Here, I report an integrated experimental and computational pipeline to map the dynamic protein network of dividing human cells in space and time. Using 3D live confocal microscopy, I imaged human cell lines that stably expressed fluorescently tagged mitotic proteins throughout mitosis. To obtain the absolute quantities of protein abundance with high subcellular resolution over time, the microscopy pipeline was calibrated by fluorescence correlation spectroscopy (FCS). Cell and chromosome volumes were segmented as references of cellular context for temporal and spatial alignment based on fluorescent landmarks. Together with my colleague Julius Hossain, we computationally generated a canonical model of mitotic progression for both kinetics (“mitotic standard time”) and morphology (“mitotic standard space”) by averaging and kinetically and geometrically parametrizing many registered dividing cells. The resulting model enabled us to subdivide the mitotic process into 20 characteristic kinetic steps and integrate our complete proof of concept dataset of 13 mitotic proteins imaged in over 300 dividing cells, represented as the 3D protein localization probability of each protein over time.

To measure localization similarities between different proteins and make predictions about their dynamic interactions, the integrated data was then mined using supervised as well as unsupervised machine learning. The power of this approach was demonstrated by our ability to automatically identify the major subcellular localizations of all proteins in the dataset and quantify protein fluxes between subcellular compartments and structures. Due to the quantitative nature of our imaging data, we were able to estimate the abundance of each protein in mitotic structures and complexes such as kinetochores, centrosomes, and the midbody, and determine the order and kinetics of their formation and disassembly.

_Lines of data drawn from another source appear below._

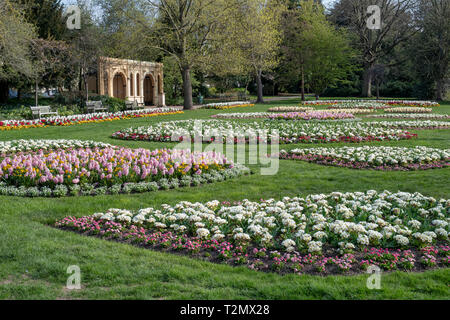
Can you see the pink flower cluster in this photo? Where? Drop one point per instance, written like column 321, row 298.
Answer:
column 312, row 115
column 105, row 166
column 260, row 258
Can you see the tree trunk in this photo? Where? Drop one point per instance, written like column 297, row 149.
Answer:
column 303, row 85
column 4, row 91
column 187, row 88
column 36, row 93
column 86, row 86
column 367, row 81
column 260, row 98
column 439, row 89
column 378, row 90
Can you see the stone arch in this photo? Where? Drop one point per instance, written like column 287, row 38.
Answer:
column 160, row 85
column 138, row 84
column 132, row 84
column 120, row 85
column 149, row 89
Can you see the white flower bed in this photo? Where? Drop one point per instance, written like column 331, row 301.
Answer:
column 406, row 103
column 339, row 219
column 226, row 105
column 289, row 131
column 408, row 110
column 412, row 116
column 90, row 117
column 14, row 146
column 373, row 157
column 417, row 124
column 290, row 109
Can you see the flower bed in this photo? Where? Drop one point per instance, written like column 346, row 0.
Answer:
column 407, row 103
column 244, row 115
column 352, row 110
column 290, row 109
column 413, row 116
column 324, row 234
column 309, row 115
column 415, row 125
column 86, row 118
column 365, row 105
column 228, row 105
column 409, row 110
column 16, row 146
column 265, row 131
column 312, row 115
column 109, row 170
column 378, row 158
column 380, row 103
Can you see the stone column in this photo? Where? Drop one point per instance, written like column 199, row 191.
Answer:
column 135, row 93
column 110, row 84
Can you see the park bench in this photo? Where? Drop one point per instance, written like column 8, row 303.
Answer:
column 40, row 111
column 95, row 106
column 134, row 105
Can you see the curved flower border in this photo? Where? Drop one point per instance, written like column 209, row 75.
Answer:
column 127, row 188
column 376, row 158
column 319, row 234
column 86, row 118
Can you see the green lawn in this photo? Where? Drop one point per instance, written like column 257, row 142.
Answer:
column 34, row 256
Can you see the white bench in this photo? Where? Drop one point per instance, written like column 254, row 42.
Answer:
column 95, row 106
column 133, row 105
column 40, row 111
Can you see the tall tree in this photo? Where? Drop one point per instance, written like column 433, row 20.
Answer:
column 15, row 40
column 397, row 26
column 46, row 15
column 188, row 31
column 49, row 56
column 313, row 49
column 259, row 35
column 433, row 43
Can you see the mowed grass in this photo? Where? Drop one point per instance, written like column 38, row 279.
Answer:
column 34, row 256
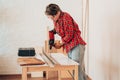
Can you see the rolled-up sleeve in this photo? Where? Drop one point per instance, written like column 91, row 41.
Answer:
column 68, row 29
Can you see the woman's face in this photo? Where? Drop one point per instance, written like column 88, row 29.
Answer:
column 55, row 17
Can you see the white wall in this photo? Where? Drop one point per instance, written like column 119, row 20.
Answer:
column 104, row 39
column 23, row 24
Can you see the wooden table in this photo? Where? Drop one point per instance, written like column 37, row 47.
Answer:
column 46, row 67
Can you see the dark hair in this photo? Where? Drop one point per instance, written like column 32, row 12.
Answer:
column 52, row 9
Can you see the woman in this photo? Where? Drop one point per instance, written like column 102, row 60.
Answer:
column 68, row 30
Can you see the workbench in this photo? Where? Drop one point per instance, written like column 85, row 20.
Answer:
column 55, row 62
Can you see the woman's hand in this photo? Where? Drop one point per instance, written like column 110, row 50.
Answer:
column 58, row 45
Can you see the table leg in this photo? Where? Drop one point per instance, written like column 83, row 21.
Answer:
column 24, row 73
column 76, row 73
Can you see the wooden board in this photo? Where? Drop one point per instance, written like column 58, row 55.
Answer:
column 30, row 61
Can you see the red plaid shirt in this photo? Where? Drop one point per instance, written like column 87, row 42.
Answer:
column 68, row 29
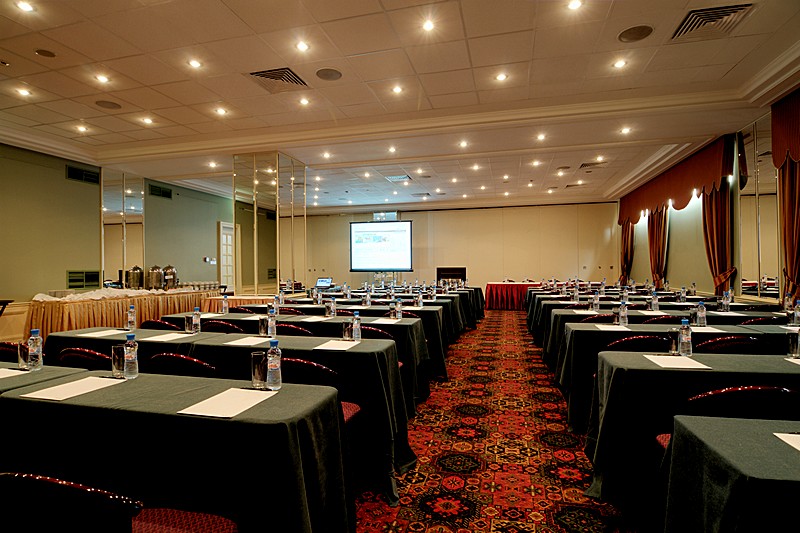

The integrated computational and experimental method I present in my thesis is generic and scalable and makes many dynamic cellular processes amenable to dynamic protein network analysis even for large numbers of components. The pipeline provides a powerful instrument for analyzing large sets of quantitative live imaging data of fluorescently tagged proteins. It allows the systematic mapping and prediction of dynamic protein networks that drive complex cellular processes such as mitosis, thus promoting our understanding of the mechanisms by which many molecules together achieve spatio-temporal regulation.